Pedro Porro: 8 millones, sin ESO y todo en ladrillo
El jugador de la selección española y el Tottenham, Pedro Porro, ingresa 8 millones netos anuales según datos que él mismo ha hecho públicos. Sin embargo, en lugar de admiración, su perfil ha generado un intenso debate sobre qué significa realmente «triunfar en la vida». Porro no tiene estudios formales —no terminó la ESO—, su madre trabajaba en un Mercadona y él ha declarado que invierte casi todo su patrimonio en inmuebles. Además, mantiene una relación con una mujer que tenía una hija de una pareja anterior, con quien ahora tiene otro hijo. Esta combinación de factores ha desatado críticas feroces que van desde acusaciones de falta de inteligencia financiera hasta el prejuicio clasista.

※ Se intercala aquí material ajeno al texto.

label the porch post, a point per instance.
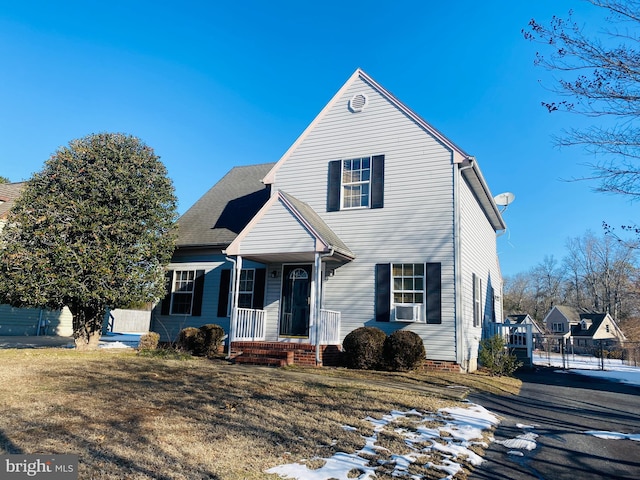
(317, 303)
(237, 268)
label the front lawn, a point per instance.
(153, 418)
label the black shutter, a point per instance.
(258, 288)
(198, 290)
(377, 181)
(383, 292)
(333, 186)
(223, 295)
(166, 301)
(434, 293)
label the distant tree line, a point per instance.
(598, 273)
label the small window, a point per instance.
(356, 175)
(183, 288)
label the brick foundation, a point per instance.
(303, 354)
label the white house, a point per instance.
(371, 218)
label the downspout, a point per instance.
(460, 341)
(318, 266)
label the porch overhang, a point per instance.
(287, 230)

El origen humilde y el ascenso sin estudios
Porro creció en una familia modesta, con una madre que, según ha contado, salía a las 5 de la mañana a trabajar al supermercado. Su padre no aparece en el relato. Desde niño, el fútbol fue su única salida, y a base de talento y esfuerzo llegó a la élite. Pero esa carencia de titulaciones académicas se ha convertido en el centro de las críticas: «No tiene la ESO» es uno de los reproches más repetidos, como si eso invalidara su éxito profesional. En un país donde el 70% de los jóvenes logra el título de secundaria, Porro representa la excepción que muchos no perdonan.

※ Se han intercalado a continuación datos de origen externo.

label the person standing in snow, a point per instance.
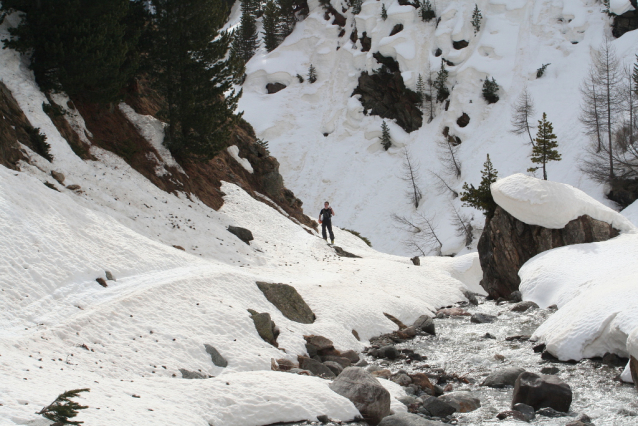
(325, 219)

Inversión en ladrillo: ¿refugio o ruina?
Uno de los puntos más discutidos es su estrategia financiera. «Tiene todo el dinero metido en ladrillo», se dice, en clara referencia a la burbuja inmobiliaria española y a los casos de otros futbolistas quebrados que confiaron en el sector. Pero hay un matiz: el «ladrillo» de un millonario no es el mismo que el de un particular. Con 8 millones anuales, Porro puede comprar propiedades en ubicaciones prime, diversificando riesgo. Además, en un contexto de inflación y tipos de interés elevados, el inmobiliario sigue siendo un activo refugio para patrimonios altos. Mientras, sus críticos auguran una ruina similar a la de Iker Casillas, aunque las cifras de uno y otro no son comparables.
El factor personal: pareja, hijos y juicios de valor
La vida privada del futbolista también ha sido puesta en el foco. Su novia, una mujer con una hija de otra relación, es descrita con términos despectivos que van más allá del análisis económico. «Mantiene a una divorciada con una hija de otro» es la queja recurrente, como si eso rebajara su estatus. Sin embargo, desde otra perspectiva, Porro muestra una faceta de responsabilidad: acoge a la hija de su pareja y luego tienen un hijo propio. «Ya le ha hecho un hijo, importa bien poco», responde una voz, mientras otros sostienen que «no es un gilipollas como los que abundan en el fútbol». La discusión traspasa lo financiero y se adentra en concepciones muy profundas sobre masculinidad, familia y éxito social.
En el fondo, el debate sobre Porro no va solo de finanzas personales. Revela la incomodidad de una sociedad que no sabe qué hacer con alguien que, sin pasar por los cauces tradicionales de educación y estatus, gana más en un año que la mayoría en toda una vida. ¿Es su inversión en ladrillo una jugada maestra o el primer paso hacia la quiebra? La respuesta, como casi siempre, está en los detalles que solo él conoce.